Continue with the rain variable from last time. Again, In R, remember to treat the variable as a factor variable and not a discrete variable. Fit the same model as last time. That is, fit a linear model for log(beer_cons_liters) using weekend, rain, and temp_median_c as your predictors.

  1. Write a code for doing \(k\)-fold cross validation. Refer back to the class notes for details on \(k\)-fold cross validation. Let \(k=10\) and use average RMSE as the metric for quantifying predictive error. What is the average RMSE for your regression model?

    If you were able to complete this question last time, just write your answer down again.

    Hint: if you are not sure how to begin writing your code for doing the cross validation, you should consider writing a “for loop”. A “for loop” is actually not the most efficient way to get this done but it will work just fine here. If you don’t know how to write a “for loop”, use the skeleton code below as a guide for writing your own “for loop” for this question.

    # Suppose your data is stored in the object "Data"
    # First set a seed to ensure your results are reproducible
    set.seed(...) # use whatever number you want
    # Now randomly re-shuffle the data
    Data <- Data[sample(nrow(Data)),]
    # Define the number of folds you want
    K <- ...
    # Define a matrix to save your results into
    RSME <- matrix(0,nrow=K,ncol=1)
    # Split the row indexes into k equal parts
    kth_fold <- cut(seq(1,nrow(Data)),breaks=K,labels=FALSE)
    # Now write the for loop for the k-fold cross validation
    for(k in 1:K){
    # Split your data into the training and test datasets
    test_index <- which(kth_fold==k)
    train <- Data[-test_index,]
    test <- Data[test_index,]
    # Now that you've split the data, 
    RSME[k,] <- ... # write your code for computing RMSE for each k here
    # You should consider using your code for question 7 above
    }
    ... #Calculate the average of all values in the RSME matrix here.
  2. Now, do EDA to explore interaction effects between all your predictors. Summarize your findings in a few sentences.

  3. Extend your linear model to include interaction terms between weekend and the other two predictors. Are the interaction terms significant?
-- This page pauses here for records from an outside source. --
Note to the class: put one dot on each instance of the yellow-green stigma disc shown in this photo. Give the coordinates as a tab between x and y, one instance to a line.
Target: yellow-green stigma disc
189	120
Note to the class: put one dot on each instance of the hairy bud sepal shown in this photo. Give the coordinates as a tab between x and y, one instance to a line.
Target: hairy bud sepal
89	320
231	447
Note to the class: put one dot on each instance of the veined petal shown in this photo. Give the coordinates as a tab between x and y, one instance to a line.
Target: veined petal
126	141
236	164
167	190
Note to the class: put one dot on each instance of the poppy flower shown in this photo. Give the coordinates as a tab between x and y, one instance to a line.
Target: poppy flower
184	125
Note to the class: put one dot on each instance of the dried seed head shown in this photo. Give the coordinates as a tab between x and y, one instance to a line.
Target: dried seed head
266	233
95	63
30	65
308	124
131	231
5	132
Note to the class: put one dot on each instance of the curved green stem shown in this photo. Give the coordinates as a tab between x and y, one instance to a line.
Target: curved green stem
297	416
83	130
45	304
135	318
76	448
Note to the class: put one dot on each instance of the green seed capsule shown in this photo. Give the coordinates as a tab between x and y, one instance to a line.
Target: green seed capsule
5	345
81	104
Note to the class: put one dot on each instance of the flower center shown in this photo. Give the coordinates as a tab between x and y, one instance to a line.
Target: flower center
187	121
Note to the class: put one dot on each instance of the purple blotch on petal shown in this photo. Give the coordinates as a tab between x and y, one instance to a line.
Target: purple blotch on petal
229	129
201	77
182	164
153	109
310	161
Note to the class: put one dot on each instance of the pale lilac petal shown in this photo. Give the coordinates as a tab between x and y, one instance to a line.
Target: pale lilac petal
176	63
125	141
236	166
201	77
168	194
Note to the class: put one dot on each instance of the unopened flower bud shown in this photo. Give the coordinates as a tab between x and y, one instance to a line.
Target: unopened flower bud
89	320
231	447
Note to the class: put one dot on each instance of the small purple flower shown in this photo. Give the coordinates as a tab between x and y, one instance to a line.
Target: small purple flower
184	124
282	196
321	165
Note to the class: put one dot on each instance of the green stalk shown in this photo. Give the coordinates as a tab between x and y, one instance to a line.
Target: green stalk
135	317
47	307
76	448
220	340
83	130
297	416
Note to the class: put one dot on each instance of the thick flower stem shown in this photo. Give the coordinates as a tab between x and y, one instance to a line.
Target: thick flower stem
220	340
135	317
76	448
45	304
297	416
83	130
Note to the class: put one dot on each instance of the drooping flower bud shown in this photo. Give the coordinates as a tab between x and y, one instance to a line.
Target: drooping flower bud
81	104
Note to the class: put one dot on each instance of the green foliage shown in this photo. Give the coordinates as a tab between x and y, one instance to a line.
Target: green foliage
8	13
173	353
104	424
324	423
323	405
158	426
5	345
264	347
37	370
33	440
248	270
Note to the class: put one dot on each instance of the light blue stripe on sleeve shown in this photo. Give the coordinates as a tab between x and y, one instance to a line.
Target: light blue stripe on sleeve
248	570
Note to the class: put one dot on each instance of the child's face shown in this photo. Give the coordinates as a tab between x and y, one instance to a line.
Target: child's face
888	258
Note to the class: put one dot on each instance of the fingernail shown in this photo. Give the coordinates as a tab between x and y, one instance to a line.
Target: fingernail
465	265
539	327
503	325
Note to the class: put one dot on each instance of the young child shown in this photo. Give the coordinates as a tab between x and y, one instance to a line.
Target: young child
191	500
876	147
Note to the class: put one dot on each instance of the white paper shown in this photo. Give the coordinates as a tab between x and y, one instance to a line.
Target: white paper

What are the implications of these findings in the context of the data?

    To include an interaction term between two variables x1 and x2 in your linear model, use

    "model object here" <- lm(y ~ x1 + x2 + x1:x2)

    OR

    "model object here" <- lm(y ~ x1*x2)
  4. Do stepwise model selection using AIC and BIC with the “full model” set to the model from question 3. Summarize your findings in a few sentences.

  5. Use your code for the \(k\)-fold cross validation from question 1 to compute the average RMSE for the new model in question 3. Is the new RMSE model lower or higher than your result from question 1? What can you infer from that?

Acknowledgement

This exercise is based on ideas proposed by Sam Voisin.